Predicting the effectiveness of treatment

The effectiveness of treatment can be increased by increasing the dose of the drug or reducing the intervals between infusions, which to some extent correlates with the concentration of infliximab in the systemic circulation. This strategy is especially important for patients with initially high rates of SLE. Probably, the latter reflects an increased level of synthesis of TNF-a, suppressed by infiximab. It was noted that the absence of a decrease in SRV in two weeks after the first infusion of the drug correlated with a subsequent inadequate clinical response to therapy after 12 weeks. Other studies have shown that the effectiveness of treatment with infliximab directly depends on the level of biological activity of TNF-a. Preliminary data indicate that the result of therapy is significantly higher in patients with RA with the TNF-a308 G / G genotype than with A / A and A / G. In addition, the efficacy of treatment was lower, and the incidence of posttransfusion side effects was higher with an increase in AKJI titers in patients.

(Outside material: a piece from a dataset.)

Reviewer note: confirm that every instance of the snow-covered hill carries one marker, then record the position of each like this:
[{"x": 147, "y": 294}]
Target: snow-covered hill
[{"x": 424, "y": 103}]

Recommendations for the use and evaluation of infliximab in ankylosing spondylitis

Indications

  • A reliable diagnosis of AS in accordance with the New York criteria.
  • Activity of disease:
    • duration of more than 4 weeks;
    • BASDAI> 4;
    • a rheumatologist's decision to prescribe infliximab.
  • Ineffective treatment:
    • at least two NSAIDs for more than 3 months at maximum doses in the absence of contraindications (possibly earlier cessation of therapy for intolerance or severe toxicity of drugs);
    • NSAIDs in adequate doses of patients with peripheral arthritis (not firing for intra-articular glucocorticoid administration) or sulfasalazine (for 4 months at a dosage of 3 g / day or more, in the case of intolerance of therapy, it may be earlier discontinued);
  • at least two injections of glucocorticoids of patients with enteritis in the absence of contraindications.

Assessment of the effectiveness of therapy

According to ASAS criteria:

  • physical functions (BASPI) or functional index Dougados;
  • pain with visual analogue scale assessment (VAS), especially during the last week and at night, due to AS;
  • mobility in the back;
  • general assessment of the state of health in the opinion of the patient (with the help of VAS and during the last week);
  • morning stiffness (duration during the last week);
  • the condition of peripheral joints and the presence of zitesis (the number of swollen joints);
  • acute phase parameters (ESR, CRP);
  • general malaise (with an assessment according to YOUR).

According to the criteria of BASDAI and during the last week (with the assessment by VASH):

  • general level of malaise / fatigue;
  • degree of pain in the back, waist, hips;
  • general discomfort when pressing in any zone: the level and duration of morning stiffness.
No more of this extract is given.